Por Álvaro Campos e Sérgio Tauhata, Valor — São Paulo e New York
15/05/2024 11h19 · Atualizado há 49 minutos
O diretor de política monetária do Banco Central, Gabriel Galípolo, reconheceu que “ganha-se muito, ao reduzir o ritmo”. A decisão que prevaleceu na última reunião do Comitê de Política Monetária (Copom) foi a reduzir o ritmo de corte das taxas de juros para 0,25 ponto em lugar de manter o “guidance” de redução de 0,5 ponto. A decisão foi dividida e Galípolo foi um dos integrantes do colegiado a votar pelo corte de 0,5 p.p. que acabou não prevaleçendo. “Votar por um corte de 0,25 foi algo que cogitei em vários dos diálogos [com os colegas da diretora do BC]”, afirmou.
“Estaria hoje muito confortável em apresentar todos os argumentos de o porquê votar em 0,25, mas eu entendo que o ponto mais importante na mudança de meio para 0,25 era sinalizar um tom adicional de preocupação para o mercado para além daquilo tudo que está registrado em consenso entre os membros do Copom.” Segundo o diretor, “[não seguir o guidance], porém tinha um custo [em termos de credibilidade para a autoridade monetária]”. O diretor do BC, no entanto, ponderou haver percepções diferentes em relação a cada um dos integrantes do colegiado.
“A partir do processo de autonomia [do BC] cada diretor vai ser cada vez mais analisado individualmente no seu comportamento”, avaliou. “Realmente entendo que pode existir um peso distinto para diferentes diretores sobre o custo de largar esse guidance”, acrescentou.
Galípolo ressaltou que o trabalho dos BCs estão muito ligados à credibilidade, que depende da coerência entre “aquilo que se fala e se faz”, mas também “é uma função do tempo”. Segundo o diretor de política monetária, “os diretores que já estão há mais tempo [na autoridade] conquistaram essa credibilidade perante o mercado”. Na visão de Galípolo, “quando você ganha credibilidade, você ganha graus de liberdade, inclusive para eventualmente não entregar um guidance e, mesmo assim, não gerar uma dúvida no mercado sobre qual é a sua função de reação”. O representante do BC podenrou ser “absolutamente normal que diretores que chegaram mais recentemente, como eu sejam mais demandados para explicar [suas posições]”, disse, em referência aos questionamentos sobre os motivos pelo qual fez parte do dissenso na última reunião do Copom.

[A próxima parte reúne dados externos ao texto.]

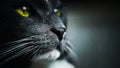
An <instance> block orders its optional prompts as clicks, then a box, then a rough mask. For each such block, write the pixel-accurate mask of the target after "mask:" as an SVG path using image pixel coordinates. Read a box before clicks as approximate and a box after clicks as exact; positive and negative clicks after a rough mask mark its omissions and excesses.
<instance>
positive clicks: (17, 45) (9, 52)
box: [0, 42, 33, 59]
mask: <svg viewBox="0 0 120 68" xmlns="http://www.w3.org/2000/svg"><path fill="white" fill-rule="evenodd" d="M31 43H33V42H29V43H23V44H19V45H17V46H16V47H14V48H12V49H10V48H8V49H6V50H7V51H4V52H2V53H1V54H0V59H1V58H2V57H4V56H6V55H9V54H11V53H13V52H15V51H17V50H20V49H22V48H24V47H26V45H29V44H31Z"/></svg>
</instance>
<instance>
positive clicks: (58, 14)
mask: <svg viewBox="0 0 120 68" xmlns="http://www.w3.org/2000/svg"><path fill="white" fill-rule="evenodd" d="M54 12H55V14H56V16H58V17H60V16H61V11H60V10H58V9H54Z"/></svg>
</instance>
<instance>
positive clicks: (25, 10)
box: [16, 6, 30, 17]
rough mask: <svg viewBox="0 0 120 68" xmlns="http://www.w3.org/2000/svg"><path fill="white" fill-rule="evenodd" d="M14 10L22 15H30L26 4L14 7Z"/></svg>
mask: <svg viewBox="0 0 120 68" xmlns="http://www.w3.org/2000/svg"><path fill="white" fill-rule="evenodd" d="M16 11H17V12H18V14H20V15H21V16H23V17H29V16H30V12H29V10H28V8H27V7H26V6H23V7H19V8H16Z"/></svg>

De acordo com o diretor do BC, “quem veio acompanhando todas as minhas falas não só ao longo deste ciclo de Copom, mas desde que eu entrei, dificilmente vai argumentar, que se surpreendeu com o meu voto”. Galípolo enfatizou vir “reforçando a comunicação oficial, [ressaltando] a parcimônia e serenidade, que a barra pra largar o guidance é alta, que não há uma relação mecânica entre o fiscal, a política monetária norte-americana, o câmbio e a nossa política, que é [preciso] não se emocionar com dados de alta volatilidade”.
No Brasil, a taxa a taxa terminal nas expectativas da pesquisa Focus, do BC, “subiu bastante e a desancoragem permanece ou até andou e esse é o ponto que nos incomoda”. O diretor ponderou ver “muito valor em passar essa noção de preocupação ao reduzir o ritmo, como foi proposto pelos cinco colegas que que que votaram em 0,25”. Galípolo, porém, justificou a decisão de votar pelo corte de 0,5 ponto como forma de manter a coerência diante de sua comunicação prévia.
“Realmente, do meu ponto de vista particular, me preocupava muito qual era a função ou reação que eu poderia passar ao dar um pivô e meia volta em cima de toda a comunicação que eu vinha fazendo”, disse. “Se eu quero com o tempo ganhar credibilidade, eu preciso ter coerência entre a minha fala e as minhas ações”, ponderou.